The foreign expert tax regime is applicable for a maximum of 48 months from the commencement of working in Finland; after that period, the salary is taxed according to the normal rules. The application for the regime must be filed within 90 days from starting to work in Finland.

The foreign expert tax regime was based on a temporary law until 31 December 2019. As of 1 January 2020, the law has been permanent.

Personal income tax rates for non-resident individuals

A non-resident individual (e.g. occasionally working in Finland) is taxed on Finnish-source income only. Unless lower rates are provided in a tax treaty, tax rates are 35% on employment income and 30% on dividends, interest (however, interest income is normally not taxable for a non-resident) and royalties. In principle, no itemised deductions are allowed against the aforementioned income. However, a standard deduction of EUR 510 per month or, if the income is accrued from a time period of less than one month, EUR 17 per day is deducted from the income subject to the 35% tax at source (not applicable to director's fees). Finnish-source pension income is taxed at the progressive tax rate (if a tax treaty does not prevent Finland to tax the pension).

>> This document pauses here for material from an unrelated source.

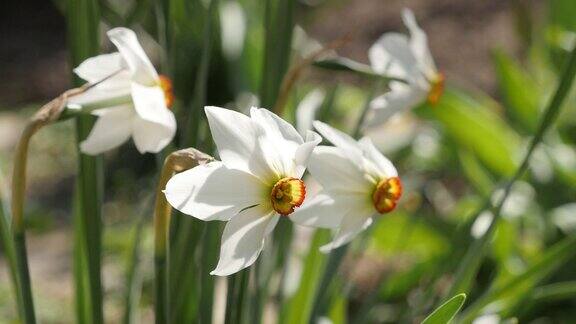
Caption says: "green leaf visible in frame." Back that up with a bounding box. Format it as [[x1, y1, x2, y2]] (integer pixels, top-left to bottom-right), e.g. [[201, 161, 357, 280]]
[[0, 174, 18, 311], [281, 230, 330, 324], [462, 235, 576, 321], [260, 0, 296, 109], [420, 89, 520, 176], [66, 0, 104, 324], [549, 0, 576, 31], [422, 294, 466, 324], [494, 51, 540, 132]]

A non-resident may also request to be taxed on one's income earned in Finland through tax assessment (i.e. progressive taxation) instead of fixed tax at source. The regulations apply to non-residents who live in the European Economic Area (EEA) or in a country with which Finland has concluded an agreement on execution assistance and information exchange in tax matters, or those who hold a residence permit with a researcher status.

The provisions on tax at source on earned income remain to be valid for those non-residents who do not apply for a non-resident tax withholding card or express in any other way their will that taxation shall be carried out through assessment. In general, non-residents subject to tax at source do not have reporting liabilities in Finland as the entity paying the income takes care of the tax-at-source withholding as well as the reporting liabilities in Finland.

In progressive taxation of a non-resident's earned income, the non-resident's worldwide earned income (i.e. salary income, pension income, and social security benefits) is taken into account when calculating the tax on income earned in Finland (exemption with progression). However, the income received abroad or income received from Finland that is not taxable in Finland in accordance with provisions of an applicable tax treaty is not taken into account in the progression if the individual lives within the EEA or holds a residence permit with a researcher status and the taxable earned income received from Finland is at least 75% of the individual's total earned income.

Remuneration to artists and sportsmen is subject to 15% tax at source (no deductions available). Tax is collected at source by withholding.

Finnish-source income other than mentioned above is subject to income tax at normal tax rates (earned income is taxed at a progressive tax rate and capital income at rates of 30% or 34%) unless a tax treaty provides otherwise. For example, rental income from property located in Finland is subject to assessment and the net rental income is taxed at 30% or 34%.